STRESS
Composed by: Karl Barth
How do we deal with it? Do we grab a beer or another slice
of cheesecake? Hit the slopes or run up the mainsail? Stay up at night
worrying? Head out for run or pound the treadmill? Maybe even some combination
of all of the above (not a preferred answer if your kids don’t know that
carrots have tops).
“Stress is a threat to the body’s equilibrium. It’s a
challenge to react, a call to adapt. In the brain, anything that causes
cellular activity is a form of stress.” This is a product of our fight or flight
days and the need to hunt-gather, and stay alive in dangerous times. As a
result our brain fires neurons and we react/remember, these firings cause
memories of how to get food, avoid danger, and prosper as a species. Our body
also adapted to store energy (fat most commonly) for energy stores that would
be available when we need to fire-fight-flight and especially since we did not
always know when the next energy source would be available. This was not a
great concern because our ancestors had to work to find food and live so
exercise was a plentiful and resolved the imbalance to our equilibrium and
burned of the fat stores. “Stress and recovery….The brain activity caused by
exercise generates molecular by-products that can damage cells, but under normal
circumstances, repair mechanisms leave cells hardier for future challenges.
Neurons get broken down and built up just like muscles – stressing them makes
them more resilient. This is how exercise forces the body and mind to adapt.”

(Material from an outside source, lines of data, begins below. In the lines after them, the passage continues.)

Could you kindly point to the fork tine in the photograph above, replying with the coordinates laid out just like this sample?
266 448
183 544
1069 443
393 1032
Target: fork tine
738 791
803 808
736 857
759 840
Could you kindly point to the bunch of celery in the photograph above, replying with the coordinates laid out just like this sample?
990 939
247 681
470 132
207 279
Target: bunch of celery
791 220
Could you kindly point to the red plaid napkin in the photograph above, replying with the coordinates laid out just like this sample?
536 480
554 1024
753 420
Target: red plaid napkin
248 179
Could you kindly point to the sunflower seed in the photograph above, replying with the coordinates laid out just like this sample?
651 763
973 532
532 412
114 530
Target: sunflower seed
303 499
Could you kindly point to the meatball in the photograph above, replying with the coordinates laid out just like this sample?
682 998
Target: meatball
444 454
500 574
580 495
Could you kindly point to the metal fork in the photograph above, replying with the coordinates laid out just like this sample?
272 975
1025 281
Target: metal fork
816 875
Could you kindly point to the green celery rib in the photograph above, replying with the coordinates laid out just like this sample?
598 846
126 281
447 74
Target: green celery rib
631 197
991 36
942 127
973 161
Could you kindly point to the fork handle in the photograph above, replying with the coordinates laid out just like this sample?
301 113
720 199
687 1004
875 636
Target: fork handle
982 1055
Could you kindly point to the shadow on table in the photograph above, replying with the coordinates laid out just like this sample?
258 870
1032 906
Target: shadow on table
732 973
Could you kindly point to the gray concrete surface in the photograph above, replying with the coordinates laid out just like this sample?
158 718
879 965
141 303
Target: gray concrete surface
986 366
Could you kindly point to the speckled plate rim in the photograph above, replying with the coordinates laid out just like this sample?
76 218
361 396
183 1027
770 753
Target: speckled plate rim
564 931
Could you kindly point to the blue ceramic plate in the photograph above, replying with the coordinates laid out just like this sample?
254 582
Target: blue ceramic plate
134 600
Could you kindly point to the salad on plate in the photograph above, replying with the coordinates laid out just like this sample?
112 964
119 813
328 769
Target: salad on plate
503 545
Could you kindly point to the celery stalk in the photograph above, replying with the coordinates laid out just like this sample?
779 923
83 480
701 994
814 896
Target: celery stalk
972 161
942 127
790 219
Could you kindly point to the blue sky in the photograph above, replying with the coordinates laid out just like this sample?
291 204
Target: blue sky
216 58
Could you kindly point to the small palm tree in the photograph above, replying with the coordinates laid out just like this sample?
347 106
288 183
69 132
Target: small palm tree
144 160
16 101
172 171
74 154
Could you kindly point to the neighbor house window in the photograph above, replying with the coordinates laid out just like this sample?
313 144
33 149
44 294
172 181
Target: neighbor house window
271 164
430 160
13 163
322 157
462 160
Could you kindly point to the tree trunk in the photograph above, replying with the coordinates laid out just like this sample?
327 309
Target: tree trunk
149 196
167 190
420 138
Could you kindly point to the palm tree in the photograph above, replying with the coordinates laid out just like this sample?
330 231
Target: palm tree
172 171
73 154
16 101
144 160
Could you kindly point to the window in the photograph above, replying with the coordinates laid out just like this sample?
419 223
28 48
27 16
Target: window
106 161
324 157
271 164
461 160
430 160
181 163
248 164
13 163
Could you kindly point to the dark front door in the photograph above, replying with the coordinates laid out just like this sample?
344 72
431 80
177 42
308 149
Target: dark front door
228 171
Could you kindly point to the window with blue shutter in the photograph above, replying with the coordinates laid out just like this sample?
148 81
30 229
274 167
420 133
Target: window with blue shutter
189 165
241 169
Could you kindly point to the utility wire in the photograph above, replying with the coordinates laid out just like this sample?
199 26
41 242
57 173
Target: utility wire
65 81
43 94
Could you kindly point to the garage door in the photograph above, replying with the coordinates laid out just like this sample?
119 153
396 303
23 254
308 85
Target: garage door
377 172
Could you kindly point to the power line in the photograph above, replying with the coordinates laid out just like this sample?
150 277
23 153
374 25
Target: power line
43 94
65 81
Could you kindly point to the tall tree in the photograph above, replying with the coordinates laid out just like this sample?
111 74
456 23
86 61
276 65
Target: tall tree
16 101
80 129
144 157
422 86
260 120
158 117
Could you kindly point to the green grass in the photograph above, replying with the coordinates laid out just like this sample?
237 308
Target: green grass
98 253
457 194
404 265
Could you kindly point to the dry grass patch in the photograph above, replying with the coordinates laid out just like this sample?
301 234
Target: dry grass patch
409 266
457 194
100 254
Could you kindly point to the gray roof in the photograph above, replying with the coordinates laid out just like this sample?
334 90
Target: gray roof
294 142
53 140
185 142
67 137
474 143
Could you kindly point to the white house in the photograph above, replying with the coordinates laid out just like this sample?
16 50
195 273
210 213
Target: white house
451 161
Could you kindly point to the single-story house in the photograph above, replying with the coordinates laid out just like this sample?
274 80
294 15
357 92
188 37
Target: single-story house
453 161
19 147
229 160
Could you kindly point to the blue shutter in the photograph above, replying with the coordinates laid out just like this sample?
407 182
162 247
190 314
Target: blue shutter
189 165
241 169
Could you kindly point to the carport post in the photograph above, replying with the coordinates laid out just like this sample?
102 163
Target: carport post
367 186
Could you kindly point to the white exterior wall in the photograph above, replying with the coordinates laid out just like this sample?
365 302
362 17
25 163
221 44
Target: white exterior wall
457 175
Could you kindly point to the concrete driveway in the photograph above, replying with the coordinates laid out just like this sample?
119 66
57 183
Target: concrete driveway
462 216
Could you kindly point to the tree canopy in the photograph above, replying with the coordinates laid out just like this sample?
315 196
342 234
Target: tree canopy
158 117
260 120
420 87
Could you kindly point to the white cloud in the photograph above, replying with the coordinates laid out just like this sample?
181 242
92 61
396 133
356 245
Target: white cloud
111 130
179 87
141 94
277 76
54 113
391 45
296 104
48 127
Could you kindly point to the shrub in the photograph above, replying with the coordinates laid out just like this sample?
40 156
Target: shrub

The result nowadays, however, is that we have an excess of
calories compared to the scarcity of food of Paleolithic ancestors and are more
sedentary (38% of the activity) and more stressed by our daily lives (think
smart phones, social media, 24/7 news, and general flood of information). These
days the stress response isn’t just helping forge important memories but
constantly flooding our brains hormones including norepinephrine, epinephrine,
cortisol, endorphins, and dopamine. These can help focus us but also lead to
anxiety in many situations. The arousal we feel can fire us up, prepare us for
the task, and help sharpen our focus, but at some point it turns to anxiety as
we are in over our heads or there is no outlet for the buildup. Exercise is one
relief valve for this and practice can help raise the threshold where anxiety
kicks in. The cortisol also creates fat stores in our midsection where it is
related to obesity and other health issues. Exercise also creates more insulin
receptors, ANP in the heart’s muscle tissue, and a sense of control or mastery
over stress and all of these help us regulate stress.
So what does all this mean in our classrooms, can use short
term stress to increase learning while also controlling it to reduce long term
effects? Should we eliminate it completely or encourage it on a regular basis?
Can we prepare our students for more focus and learning through stress and
exercise? How can you incorporate this information?